Personal information
- Full name: Sion Elgan Morris
- Born: 6 July 1977 (age 49) St Asaph, Denbighshire, Wales
- Batting: Left-handed

Domestic team information
- 1998–2004: Wales Minor Counties

Career statistics
| Competition | LA |
| Matches | 4 |
| Runs scored | 56 |
| Batting average | 18.66 |
| 100s/50s | –/– |
| Top score | 46 |
| Balls bowled | – |
| Wickets | – |
| Bowling average | – |
| 5 wickets in innings | – |
| 10 wickets in match | – |
| Best bowling | – |
| Catches/stumpings | –/– |
- Source: Cricinfo, 1 January 2011

= Sion Morris =

Welsh cricketer

Sion Elgan Morris (born 6 September 1977) is a Welsh cricketer. Morris is a left-handed batsman. He was born in St Asaph, Denbighshire.
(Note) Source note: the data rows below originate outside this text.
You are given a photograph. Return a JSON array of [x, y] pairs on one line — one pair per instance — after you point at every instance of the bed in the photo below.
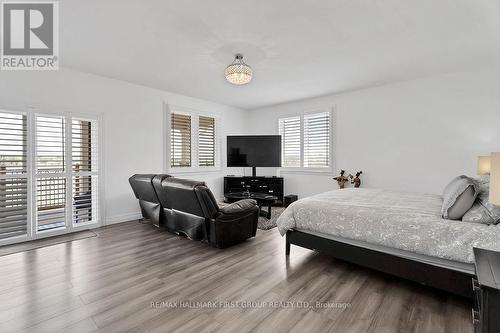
[[402, 234]]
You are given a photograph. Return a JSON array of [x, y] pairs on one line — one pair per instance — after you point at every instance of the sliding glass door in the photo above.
[[49, 176], [13, 176]]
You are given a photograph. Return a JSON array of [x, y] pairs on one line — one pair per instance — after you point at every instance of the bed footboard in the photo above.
[[450, 280]]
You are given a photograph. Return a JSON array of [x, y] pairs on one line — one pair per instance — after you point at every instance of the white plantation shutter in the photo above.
[[50, 138], [306, 141], [290, 140], [84, 154], [49, 174], [317, 140], [13, 175], [206, 141], [180, 140]]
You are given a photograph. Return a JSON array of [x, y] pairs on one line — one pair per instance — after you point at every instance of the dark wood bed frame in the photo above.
[[453, 281]]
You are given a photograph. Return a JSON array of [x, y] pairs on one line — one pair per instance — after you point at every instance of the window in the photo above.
[[85, 176], [317, 140], [192, 148], [180, 140], [206, 141], [13, 175], [48, 166], [306, 141], [290, 142]]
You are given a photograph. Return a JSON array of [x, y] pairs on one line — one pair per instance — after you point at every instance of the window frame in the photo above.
[[195, 167], [53, 111], [313, 170]]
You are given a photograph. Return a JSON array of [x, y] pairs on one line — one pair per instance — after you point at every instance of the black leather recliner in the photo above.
[[190, 208], [142, 185]]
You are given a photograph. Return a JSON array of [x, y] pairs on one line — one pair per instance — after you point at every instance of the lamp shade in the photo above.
[[483, 165], [495, 179]]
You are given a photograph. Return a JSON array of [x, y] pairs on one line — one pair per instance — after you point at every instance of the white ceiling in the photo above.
[[297, 49]]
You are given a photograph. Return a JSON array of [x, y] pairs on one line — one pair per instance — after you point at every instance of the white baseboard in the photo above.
[[123, 218]]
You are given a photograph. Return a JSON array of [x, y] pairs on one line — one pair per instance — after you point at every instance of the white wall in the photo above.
[[409, 136], [132, 124]]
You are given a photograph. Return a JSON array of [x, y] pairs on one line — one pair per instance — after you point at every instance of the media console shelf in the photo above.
[[266, 185]]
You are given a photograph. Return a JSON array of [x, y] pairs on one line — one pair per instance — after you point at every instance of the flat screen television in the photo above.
[[254, 151]]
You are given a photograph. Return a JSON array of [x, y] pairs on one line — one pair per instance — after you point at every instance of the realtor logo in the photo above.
[[30, 35]]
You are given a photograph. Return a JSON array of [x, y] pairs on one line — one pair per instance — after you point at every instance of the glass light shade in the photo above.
[[238, 72], [483, 165], [495, 179]]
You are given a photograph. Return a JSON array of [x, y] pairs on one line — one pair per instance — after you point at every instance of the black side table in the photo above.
[[486, 291]]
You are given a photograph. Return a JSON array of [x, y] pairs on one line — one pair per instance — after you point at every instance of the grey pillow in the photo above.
[[458, 197], [483, 211]]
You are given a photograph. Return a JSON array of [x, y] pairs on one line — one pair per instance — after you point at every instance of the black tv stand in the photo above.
[[267, 185]]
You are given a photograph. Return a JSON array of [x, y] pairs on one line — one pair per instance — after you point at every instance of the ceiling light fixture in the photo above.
[[238, 72]]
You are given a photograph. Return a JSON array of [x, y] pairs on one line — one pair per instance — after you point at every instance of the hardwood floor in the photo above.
[[129, 276]]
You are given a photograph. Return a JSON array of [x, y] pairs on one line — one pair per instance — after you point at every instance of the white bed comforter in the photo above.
[[406, 221]]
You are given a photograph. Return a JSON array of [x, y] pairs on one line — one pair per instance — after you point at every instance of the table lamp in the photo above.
[[495, 179], [483, 165]]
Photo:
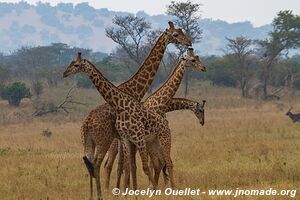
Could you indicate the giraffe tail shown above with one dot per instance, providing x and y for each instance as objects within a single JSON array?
[{"x": 89, "y": 166}]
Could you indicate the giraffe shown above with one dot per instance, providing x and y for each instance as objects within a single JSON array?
[
  {"x": 135, "y": 124},
  {"x": 98, "y": 127},
  {"x": 158, "y": 102},
  {"x": 174, "y": 104}
]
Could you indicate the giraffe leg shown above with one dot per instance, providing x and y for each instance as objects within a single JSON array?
[
  {"x": 126, "y": 168},
  {"x": 97, "y": 163},
  {"x": 91, "y": 187},
  {"x": 120, "y": 164},
  {"x": 157, "y": 159},
  {"x": 144, "y": 157},
  {"x": 166, "y": 148},
  {"x": 132, "y": 161},
  {"x": 112, "y": 153}
]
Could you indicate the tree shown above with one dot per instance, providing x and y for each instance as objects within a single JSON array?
[
  {"x": 130, "y": 34},
  {"x": 15, "y": 92},
  {"x": 239, "y": 52},
  {"x": 187, "y": 17},
  {"x": 285, "y": 36}
]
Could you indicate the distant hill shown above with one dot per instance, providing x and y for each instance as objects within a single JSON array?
[{"x": 81, "y": 25}]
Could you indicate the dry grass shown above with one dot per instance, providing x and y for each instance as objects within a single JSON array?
[{"x": 244, "y": 144}]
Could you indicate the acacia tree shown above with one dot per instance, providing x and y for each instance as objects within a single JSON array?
[
  {"x": 187, "y": 17},
  {"x": 240, "y": 54},
  {"x": 285, "y": 36},
  {"x": 130, "y": 33}
]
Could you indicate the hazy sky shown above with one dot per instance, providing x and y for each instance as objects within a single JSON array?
[{"x": 259, "y": 12}]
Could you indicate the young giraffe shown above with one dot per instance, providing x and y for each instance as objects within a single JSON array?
[
  {"x": 99, "y": 125},
  {"x": 135, "y": 124},
  {"x": 175, "y": 104},
  {"x": 159, "y": 103}
]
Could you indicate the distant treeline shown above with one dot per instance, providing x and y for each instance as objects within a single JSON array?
[{"x": 48, "y": 62}]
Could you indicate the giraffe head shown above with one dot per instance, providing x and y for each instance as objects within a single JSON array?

Morris made his Minor Counties Championship debut for Wales Minor Counties in 1998 against Cornwall. From 1998 to 2003, he represented the team in 12 Championship matches, the last of which came against Oxfordshire. His MCCA Knockout Trophy debut for the team came in 2001 against the Worcestershire Cricket Board. From 2001 to 2004, he represented the team in four Trophy matches, the last of which again came against Oxfordshire. His debut List A appearance for the team came in the third round of the 2002 Cheltenham & Gloucester Trophy against Durham. From 2002 to 2004, he represented the team in four List A matches, the last of which came against Middlesex. In his four matches, he scored 56 runs at a batting average of 18.66, with a high score of 46.

He currently plays club cricket for Colwyn Bay Cricket Club in the Liverpool and District Cricket Competition.